But kindness can trump unfairness. Both Kindness from within and from without.
However, such kindness is too few and far between, but none-the-less such kindness is the gold standard of living a good life. And I mean also the personal kindness of accepting our fortunes and misfortunes by way of humility and valuing the honor of working well, toward a happy life, and an accepting life.
The finest people in the world, are those with genuine crosses to bear, and they bear their crosses with “acceptance”. Beyond all expectation. That is the true gold standard, that those of us, such as myself, that live here in the United States, in a virtual Disneyland, compared to the squalor of so many on our planet, are by the shear math of the issue, are implicitly bound too. I am ashamed at how I often may squander my days with my sense of mistakes or superficial issues, which pale to real hardship.
Heck guys – we all live in Disneyland… We should never forget it.
So with my Disneyland analogy I will cease and desist, with my riddled dribble, that I hope some of you will find of value, and now share this simple poem of spying a person across a room and wondering, in sometimes trepidation, fear, and awe, due to acceptance of self, and the search in ourselves to cross that bridge at some point - and make a life move positively forward.

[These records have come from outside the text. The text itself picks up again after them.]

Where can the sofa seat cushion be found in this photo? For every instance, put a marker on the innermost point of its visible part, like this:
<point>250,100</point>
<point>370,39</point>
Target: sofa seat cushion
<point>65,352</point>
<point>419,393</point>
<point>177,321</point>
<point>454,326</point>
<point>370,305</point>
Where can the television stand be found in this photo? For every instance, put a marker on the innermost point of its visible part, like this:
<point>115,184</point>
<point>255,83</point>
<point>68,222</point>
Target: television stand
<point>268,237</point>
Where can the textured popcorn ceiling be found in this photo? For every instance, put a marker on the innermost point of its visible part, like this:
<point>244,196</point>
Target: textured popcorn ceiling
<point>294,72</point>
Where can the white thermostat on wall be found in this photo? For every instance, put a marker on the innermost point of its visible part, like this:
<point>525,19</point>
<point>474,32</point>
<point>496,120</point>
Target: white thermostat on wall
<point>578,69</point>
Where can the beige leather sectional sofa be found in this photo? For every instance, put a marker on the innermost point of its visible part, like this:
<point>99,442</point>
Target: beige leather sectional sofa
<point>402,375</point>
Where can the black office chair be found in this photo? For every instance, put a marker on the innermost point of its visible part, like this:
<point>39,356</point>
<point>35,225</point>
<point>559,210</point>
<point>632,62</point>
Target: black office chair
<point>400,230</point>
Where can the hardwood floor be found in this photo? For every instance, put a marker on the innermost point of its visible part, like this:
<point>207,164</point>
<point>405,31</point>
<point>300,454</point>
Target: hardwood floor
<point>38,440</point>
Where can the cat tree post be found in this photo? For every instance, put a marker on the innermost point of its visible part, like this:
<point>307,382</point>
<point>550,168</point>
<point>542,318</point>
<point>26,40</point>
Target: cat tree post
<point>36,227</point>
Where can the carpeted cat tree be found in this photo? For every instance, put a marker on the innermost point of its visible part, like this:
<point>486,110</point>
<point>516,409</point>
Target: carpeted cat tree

Still whether we move forward or struggle to do so, we learn and grow, and consequently come to know acceptance of oneself in the process.
So without further pedantic dribble, here is the less than awe inspiring poem that came to mind at my High School Reunion as I thought of my youth and of the words I use to write, looking for answers to my own direction…
Please do not fault me for being naïve and simple… It is the way of growth, and will continue to be…
Across the Room
I saw you today, in the rear of my thoughts, in my fantasy, in my subtle battle of needs, which are in essence vain not loving. - But then needs are undeniably selfish.
To really love is to meet without desire, without pretense, within common goals directed outside the passions of personal attraction.
So that personal desires are not the initial impetus but rather secondary blossoms of the vine.
Wherein the initial nature, character, principle and common atmosphere to which you met is not overridden or altered in a vain pining effort to please.
Albeit to please is the truest of joy…
But none the less – you are a little dawn, a fantasy to reap, a novelty of mind, an experience to feel and oversee – and see myself.